[QUOTE=GoodTimes;n9817158]
[QUOTE=Moesha;n9817048]
and the most strange and hypocritical thing about this is the trainers all liking posts on facebook, etc supporting her- ummm more than half your barn are “talentless amateurs”- how does that even make sense?
I’ve never been able to figure out the disconnect between the clientele at that barn and the daughters, other then the simple fact that not everyone wants to go to the Olympics.
And not everyone can become a great rider, regardless of how much they want it or how much money they spend. Now, I am a firm believer that most people can become good, proficient riders, with lots and lots of time in the saddle.
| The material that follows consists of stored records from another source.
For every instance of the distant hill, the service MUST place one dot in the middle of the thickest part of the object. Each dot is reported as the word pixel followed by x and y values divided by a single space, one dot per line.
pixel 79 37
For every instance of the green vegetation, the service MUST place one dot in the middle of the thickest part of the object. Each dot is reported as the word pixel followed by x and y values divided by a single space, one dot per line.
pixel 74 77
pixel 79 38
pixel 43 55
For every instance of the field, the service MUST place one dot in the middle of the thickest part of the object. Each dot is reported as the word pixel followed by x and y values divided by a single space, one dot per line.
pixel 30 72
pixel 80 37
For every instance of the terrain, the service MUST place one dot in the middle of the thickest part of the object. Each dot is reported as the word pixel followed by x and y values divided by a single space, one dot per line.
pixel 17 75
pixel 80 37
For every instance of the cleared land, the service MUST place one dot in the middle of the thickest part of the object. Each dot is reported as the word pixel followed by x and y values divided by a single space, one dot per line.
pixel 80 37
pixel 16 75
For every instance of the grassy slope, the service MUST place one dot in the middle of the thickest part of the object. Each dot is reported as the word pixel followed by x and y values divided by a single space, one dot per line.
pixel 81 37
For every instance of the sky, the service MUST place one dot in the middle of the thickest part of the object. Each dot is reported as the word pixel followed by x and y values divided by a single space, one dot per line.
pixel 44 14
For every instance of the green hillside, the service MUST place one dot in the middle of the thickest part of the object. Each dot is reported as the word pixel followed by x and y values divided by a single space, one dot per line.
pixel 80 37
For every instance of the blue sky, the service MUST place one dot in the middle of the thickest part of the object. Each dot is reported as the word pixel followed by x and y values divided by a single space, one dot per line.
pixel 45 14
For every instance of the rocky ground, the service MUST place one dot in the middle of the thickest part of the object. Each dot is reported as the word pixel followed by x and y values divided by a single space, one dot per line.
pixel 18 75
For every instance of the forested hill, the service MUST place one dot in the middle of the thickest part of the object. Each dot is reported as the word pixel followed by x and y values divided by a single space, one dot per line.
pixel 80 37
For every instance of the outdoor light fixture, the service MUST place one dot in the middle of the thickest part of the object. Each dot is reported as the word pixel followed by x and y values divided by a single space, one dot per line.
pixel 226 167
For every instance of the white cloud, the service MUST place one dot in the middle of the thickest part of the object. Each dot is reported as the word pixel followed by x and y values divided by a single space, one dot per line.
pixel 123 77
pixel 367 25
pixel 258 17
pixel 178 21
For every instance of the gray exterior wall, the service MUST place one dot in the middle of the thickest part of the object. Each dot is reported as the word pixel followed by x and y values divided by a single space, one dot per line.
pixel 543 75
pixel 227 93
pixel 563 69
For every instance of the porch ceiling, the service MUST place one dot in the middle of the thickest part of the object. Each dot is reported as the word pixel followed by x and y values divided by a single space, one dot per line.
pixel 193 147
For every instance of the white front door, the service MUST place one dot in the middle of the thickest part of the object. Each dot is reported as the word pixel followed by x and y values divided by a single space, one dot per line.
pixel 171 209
But the reality is that not a lot of people have that time, because they work to support those horses and trainers and their own families.
Why on earth should they feel bad they don’t have the time to become a professional rider?? Why should anyone feel bad they aren’t as good as someone who for whatever reason has access to more horses, better horses, and more time to ride?
But then you have people like me, I’ve been lucky enough at times to work as a professional in various capacities, but as my partner of several years liked to scream at me, I don’t have “the heart of a champion” :lol::lol::lol::lol: or as my best rider points out, I want to keep everything, and my friends send my links to wormy bellied weanlings, and I have more than once bought a starving horse out of a field. And when people in Florida ask what levels I’m competing at I get to say “I’m very good with young horses.” And I don’t mean that in the sense that I ride the stupids, but that I have a narcoleptic effect on many horses and help them relax. When my rider’s big dinosaur (my profile pic) threw himself on the pavement when my rider got on him, guess who got to ride him? Because I’m soothing. When the young horses are freaking out to the extent that one actually split my rider’s helmet brim throwing their heads backwards while gazelle leaping, guess who gets to ride them? And again, not because I “ride through it,” but because they just don’t do it with me. And then my rider says what did you do? And I get to say “trotted around like a child on their pony?” When the awful mare was awful in Portugal, who spent several hours on her just walking around the show grounds?
But I’m also the person who my rider says so do you think you would want to maybe show some of the young jumpers, and then I come around a corner on a horse who has literally jumped 1.40 with an 11 year old, and I get a little weepy at the .90 fence, and we all realize that…I don’t have the heart of a champion :lol::lol::lol: But man do I want to ride in the 2’6 grooms classes :yes::yes::yes::yes: And I flat well.
Other than the sheer mean spirited-ness of Katie’s remarks and the absurdity of professionals with programs that cater to amateurs reposting them, I do wonder how the sport would function if all of these talentless amateurs simply disappeared. And I don’t mean took their money elsewhere, I mean like they just didn’t exist in this idealized world of talented professionals.